Septennat (Deutsches Kaiserreich)
Septennat (von lat. septem = „sieben“ und annus = „Jahr“: ein Zeitraum von sieben Jahren) bezeichnet in der Geschichte des Deutschen Kaiserreichs einen Kompromiss zwischen Reichskanzler Otto von Bismarck und dem Reichstag über die Finanzierung der Militärausgaben.
Nach der Beendigung des preußischen Verfassungskonflikts blieb die Frage des Militäretats ein potentieller Konfliktpunkt zwischen Regierung und Parlament. Der Reichstag des Norddeutschen Bundes hatte 1867 einen Etat für vier Jahre bewilligt (das sog. Pauschquantum). Nach seinem Auslaufen und der Gründung des Kaiserreichs 1871 wurde die Regelung bereits nur unter Mühen um drei Jahre verlängert.
Ursprünglich forderte das Militär um Albrecht von Roon, von Bismarck 1874 nur halbherzig unterstützt, mit dem so genannten Aeternat (von lat. aeternum = „ewig“), dass der Reichstag die Militärausgaben ohne zeitliche Begrenzung bewilligen sollte. Dies hätte jedoch in einem zentralen Etatbereich eine starke Einschränkung des Budgetrechts des Reichstages bedeutet. Immerhin machte der Wehretat 70 bis 75 % des Gesamthaushalts aus.[1] Im Reichstag hatten die liberalen Parteien mit zusammen 204 von 397 Abgeordneten die absolute Mehrheit. Die Fortschrittspartei und der linke Flügel der Nationalliberalen waren bereit, für die alljährliche Bewilligung des Militäretats zu kämpfen.
Der rechte Flügel der Nationalliberalen blieb allerdings auf Regierungskurs. Um ein Auseinanderfallen der Partei zu verhindern, wurde mit dem Septennat ein Kompromiss vorgeschlagen. Um einen ähnlich langwierigen Konflikt wie während des Verfassungskonflikts zwischen 1861 und 1866 zu vermeiden, ging Bismarck darauf ein. Nunmehr wurde der Wehretat alle sieben Jahre neu beschlossen. 1880 konnte Bismarck das zweite Septennat nach der konservativen Wende, in der sich die etablierten Parteien gegen die Sozialdemokratie (Sozialistengesetz von 1878) als neuem „Reichsfeind“ verbündeten, schnell durchbringen.

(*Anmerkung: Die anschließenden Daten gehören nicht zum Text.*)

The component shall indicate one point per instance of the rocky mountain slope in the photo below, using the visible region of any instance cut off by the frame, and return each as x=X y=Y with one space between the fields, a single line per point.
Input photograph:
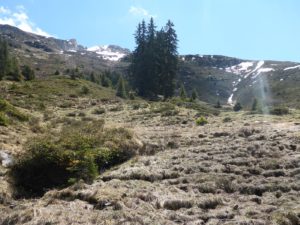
x=216 y=78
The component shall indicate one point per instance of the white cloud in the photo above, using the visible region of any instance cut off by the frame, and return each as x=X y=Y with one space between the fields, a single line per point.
x=4 y=10
x=20 y=19
x=140 y=12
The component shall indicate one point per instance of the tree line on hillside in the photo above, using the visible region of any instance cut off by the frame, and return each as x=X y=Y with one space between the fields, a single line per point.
x=10 y=68
x=154 y=60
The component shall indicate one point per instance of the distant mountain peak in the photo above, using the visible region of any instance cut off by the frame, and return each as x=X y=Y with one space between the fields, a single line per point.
x=110 y=52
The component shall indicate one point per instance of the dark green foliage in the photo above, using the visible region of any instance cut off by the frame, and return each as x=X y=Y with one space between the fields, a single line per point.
x=75 y=74
x=154 y=61
x=279 y=111
x=85 y=90
x=164 y=108
x=104 y=80
x=3 y=119
x=218 y=105
x=131 y=95
x=227 y=120
x=201 y=121
x=254 y=105
x=194 y=95
x=92 y=77
x=28 y=73
x=4 y=59
x=237 y=107
x=15 y=73
x=9 y=113
x=79 y=151
x=99 y=111
x=121 y=91
x=201 y=107
x=182 y=92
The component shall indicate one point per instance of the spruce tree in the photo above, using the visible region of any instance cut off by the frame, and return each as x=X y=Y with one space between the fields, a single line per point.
x=92 y=77
x=254 y=105
x=182 y=92
x=237 y=107
x=194 y=95
x=121 y=91
x=171 y=59
x=154 y=60
x=4 y=59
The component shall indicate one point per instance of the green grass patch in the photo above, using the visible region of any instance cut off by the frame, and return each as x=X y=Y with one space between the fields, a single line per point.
x=78 y=152
x=53 y=91
x=9 y=113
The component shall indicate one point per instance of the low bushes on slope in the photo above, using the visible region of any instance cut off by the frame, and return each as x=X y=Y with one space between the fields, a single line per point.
x=8 y=113
x=79 y=151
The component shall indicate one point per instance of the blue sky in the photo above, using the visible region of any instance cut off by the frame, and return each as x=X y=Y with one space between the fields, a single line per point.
x=249 y=29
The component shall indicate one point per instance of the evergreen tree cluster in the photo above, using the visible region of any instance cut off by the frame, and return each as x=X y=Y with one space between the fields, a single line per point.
x=10 y=68
x=155 y=60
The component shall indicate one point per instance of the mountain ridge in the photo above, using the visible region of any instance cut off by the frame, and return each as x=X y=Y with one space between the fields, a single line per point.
x=215 y=77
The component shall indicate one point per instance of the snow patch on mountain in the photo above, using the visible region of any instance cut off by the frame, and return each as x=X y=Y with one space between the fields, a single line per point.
x=240 y=68
x=291 y=68
x=109 y=52
x=258 y=66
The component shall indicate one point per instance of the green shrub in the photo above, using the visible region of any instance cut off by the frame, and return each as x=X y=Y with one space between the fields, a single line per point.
x=237 y=107
x=279 y=111
x=78 y=152
x=227 y=119
x=164 y=108
x=99 y=111
x=84 y=90
x=201 y=121
x=9 y=112
x=3 y=119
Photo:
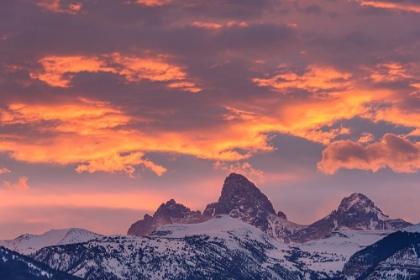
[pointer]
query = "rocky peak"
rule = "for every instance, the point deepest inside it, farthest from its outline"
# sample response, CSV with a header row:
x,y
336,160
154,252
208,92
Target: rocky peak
x,y
171,209
167,213
281,214
355,212
241,199
357,201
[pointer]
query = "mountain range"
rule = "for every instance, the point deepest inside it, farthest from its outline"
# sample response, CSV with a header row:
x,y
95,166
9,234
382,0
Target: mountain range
x,y
241,236
242,200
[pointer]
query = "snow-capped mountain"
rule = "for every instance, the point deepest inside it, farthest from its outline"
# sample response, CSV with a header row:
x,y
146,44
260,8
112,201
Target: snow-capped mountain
x,y
330,253
356,212
397,256
14,266
28,243
242,200
167,213
239,237
221,248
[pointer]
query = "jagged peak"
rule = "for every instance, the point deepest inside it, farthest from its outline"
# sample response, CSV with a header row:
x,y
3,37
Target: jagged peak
x,y
360,202
355,199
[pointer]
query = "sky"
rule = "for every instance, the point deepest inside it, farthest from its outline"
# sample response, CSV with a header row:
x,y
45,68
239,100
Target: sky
x,y
109,108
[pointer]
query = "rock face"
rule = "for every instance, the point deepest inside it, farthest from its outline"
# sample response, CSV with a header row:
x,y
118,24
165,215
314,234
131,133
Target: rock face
x,y
241,199
167,213
356,212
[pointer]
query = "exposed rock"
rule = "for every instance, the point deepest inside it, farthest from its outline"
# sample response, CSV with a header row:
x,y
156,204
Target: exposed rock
x,y
241,199
167,213
356,212
280,214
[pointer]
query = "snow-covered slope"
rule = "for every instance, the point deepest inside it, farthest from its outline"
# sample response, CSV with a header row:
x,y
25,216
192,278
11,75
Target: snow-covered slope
x,y
355,212
222,248
14,266
414,228
27,243
397,256
329,254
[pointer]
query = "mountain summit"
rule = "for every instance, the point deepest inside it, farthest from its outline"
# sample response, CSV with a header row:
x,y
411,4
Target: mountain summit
x,y
167,213
355,212
241,199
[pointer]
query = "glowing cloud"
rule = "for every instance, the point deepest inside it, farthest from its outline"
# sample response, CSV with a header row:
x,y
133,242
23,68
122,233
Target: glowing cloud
x,y
57,6
394,152
58,71
397,6
4,170
153,2
242,168
120,163
315,78
366,137
207,25
21,185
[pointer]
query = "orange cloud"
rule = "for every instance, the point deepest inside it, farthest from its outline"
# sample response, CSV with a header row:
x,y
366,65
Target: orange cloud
x,y
121,163
366,137
57,6
244,168
397,153
392,6
391,72
207,25
316,78
58,71
153,2
4,170
21,185
99,140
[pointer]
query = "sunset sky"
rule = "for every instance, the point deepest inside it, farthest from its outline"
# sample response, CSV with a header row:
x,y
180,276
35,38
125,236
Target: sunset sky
x,y
110,107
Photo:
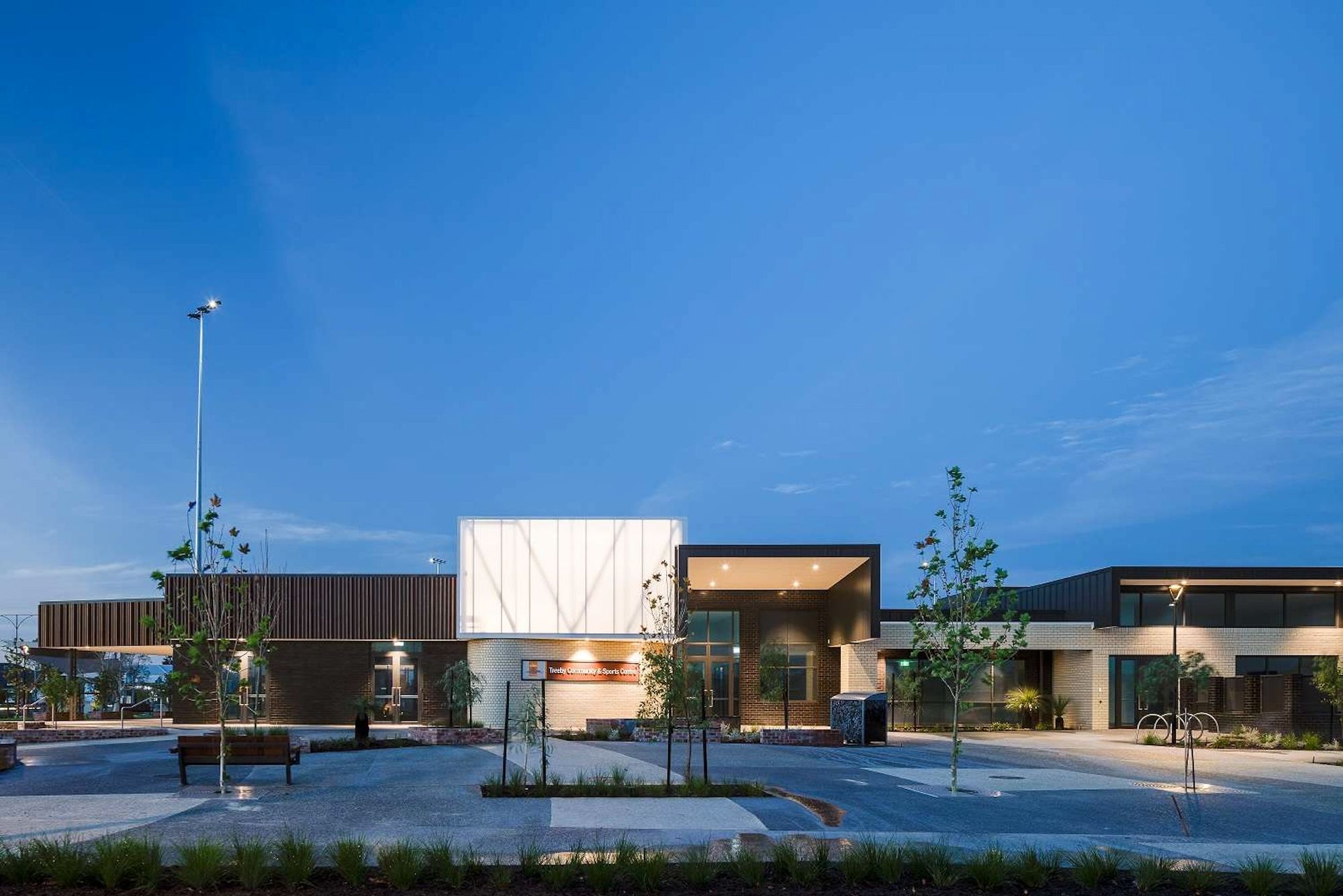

1887 drohte Bismarck mit einer „Kriegsgefahr“ und konnte das Septennat damit unter großen Schwierigkeiten abermals durchbringen. Franz August Schenk von Stauffenberg von der oppositionellen Deutschen Freisinnigen Partei hatte am 14. Januar 1887 im Reichstag den Antrag gestellt, die von der Regierung gewünschte Heeresstärke für drei, nicht aber für sieben Jahre zu gewähren. Der Antrag Stauffenbergs wurde mit 186 zu 154 Stimmen angenommen. Bismarck löste daraufhin noch vor Inkrafttreten des Gesetzes den Reichstag auf und ließ Neuwahlen für Dezember 1887 ausschreiben. Bei den Neuwahlen gewann unter anderem daher die Bismarck und damit den Kaiser unterstützende konservative Koalition entscheidende Sitze hinzu. Erst unter der Kanzlerschaft Leo von Caprivis wurde die Zeitspanne ab 1893 auf fünf Jahre (Quinquennat) – analog zu den Legislaturperioden – verkürzt.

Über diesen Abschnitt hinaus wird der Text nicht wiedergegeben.